If the same rate of deaths by police per arrest persisted with only 690,361 arrests, .078 people would be shot per year. At that rate, it would take over 12 years on average before someone is killed by a cop.
Obviously the disparity between the arrests of violent and nonviolent crimes shows a focus on less severe, and especially on victimless offenses. Maybe the main issue isn’t the cops? Maybe it is a system of unjust laws and ill-conceived incentives for police?
It appears to me that eliminating “crimes” that have no victim, where there is no one but the perpetrator who is being harmed or put at immanent risk of harm, should be eliminated. This would allow police to focus on truly violent crimes, and hopefully arrest more than 43% the people who commit them. The same can be said for property crimes in which only 18.5% of perpetrators are arrested.
This doesn’t account for malevolence, but the statistics seem to show me that focusing on so much “nonviolent crime” results in unnecessary interactions with cops. These just create more chances for a cop, who is understandably stressed, to react poorly to a frustrated victim of bad laws.
Awesome article. It’s a shame that is MUCH too rational for the current system. As someone who has been a victim of violent crime, and of property crimes, none of which ended up with an arrest, I WISH the cops spent their time trying to stop the serious stuff, and quit harassing the rest of us. Worry a LOT more about rapists, and lot less about seatbelt violations.
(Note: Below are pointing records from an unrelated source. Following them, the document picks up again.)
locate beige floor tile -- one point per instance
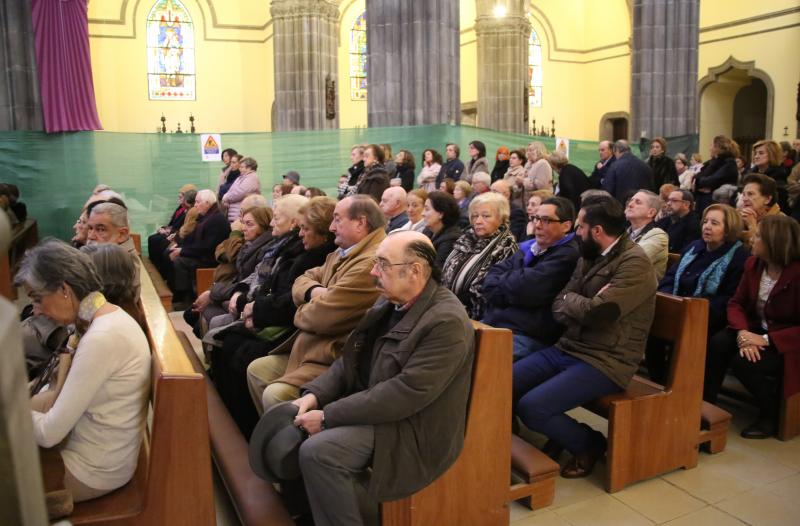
(658, 500)
(706, 516)
(708, 483)
(760, 507)
(543, 518)
(603, 510)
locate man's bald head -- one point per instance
(393, 201)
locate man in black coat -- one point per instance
(628, 174)
(680, 222)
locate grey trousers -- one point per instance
(333, 463)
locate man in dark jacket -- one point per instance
(521, 289)
(453, 167)
(680, 222)
(628, 174)
(197, 250)
(396, 398)
(607, 308)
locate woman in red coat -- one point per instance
(764, 325)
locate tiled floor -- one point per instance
(754, 482)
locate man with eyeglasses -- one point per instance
(680, 222)
(521, 289)
(396, 399)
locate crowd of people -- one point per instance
(348, 317)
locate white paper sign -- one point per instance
(211, 146)
(562, 144)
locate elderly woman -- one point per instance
(762, 341)
(247, 183)
(268, 313)
(710, 268)
(95, 407)
(487, 241)
(441, 215)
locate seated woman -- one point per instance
(486, 242)
(97, 406)
(441, 215)
(711, 268)
(269, 314)
(763, 335)
(242, 251)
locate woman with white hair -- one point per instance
(96, 404)
(487, 241)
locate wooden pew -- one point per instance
(172, 484)
(256, 502)
(23, 237)
(653, 429)
(475, 490)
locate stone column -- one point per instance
(20, 104)
(413, 64)
(306, 38)
(664, 68)
(502, 65)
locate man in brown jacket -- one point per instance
(607, 308)
(330, 300)
(396, 400)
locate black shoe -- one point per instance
(759, 430)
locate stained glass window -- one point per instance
(358, 59)
(534, 71)
(170, 52)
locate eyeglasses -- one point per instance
(384, 264)
(547, 220)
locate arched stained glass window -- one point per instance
(358, 59)
(170, 52)
(534, 71)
I agree that the problem is in the laws trying to legalize morality by various people’s opposing standards. Although how much of this is just me wishing the laws that represent MY morality (leave us alone if we aren’t affecting others!!) were the law of the land? Hard to say where the line is between “this is rational” and “this is my opinion.” I’m sure there are things others would consider overreach of the legal system that I consider serious crime (driving after drinking comes to mind, an awful lot of people seem to think it’s ok, I absolutely do not.)
Part of the problem is the interconnectedness of this society. I can see why people want seatbelt laws, since people who don’t wear them tend to run up high emergency services/medical/disability bills that often end up being paid by the rest of us. I wear a seatbelt, but I don’t think ticketing people for doing so is a good use of police energy. Question here might end up being “how do we teach people to make well thought out choices, and protect the rest of us from the fallout of their choices?” Or even better, how do we get people to do the right thing without the threat of punishment? An awful lot of religions seem to have not managed that one, I doubt I will figure it out anytime soon.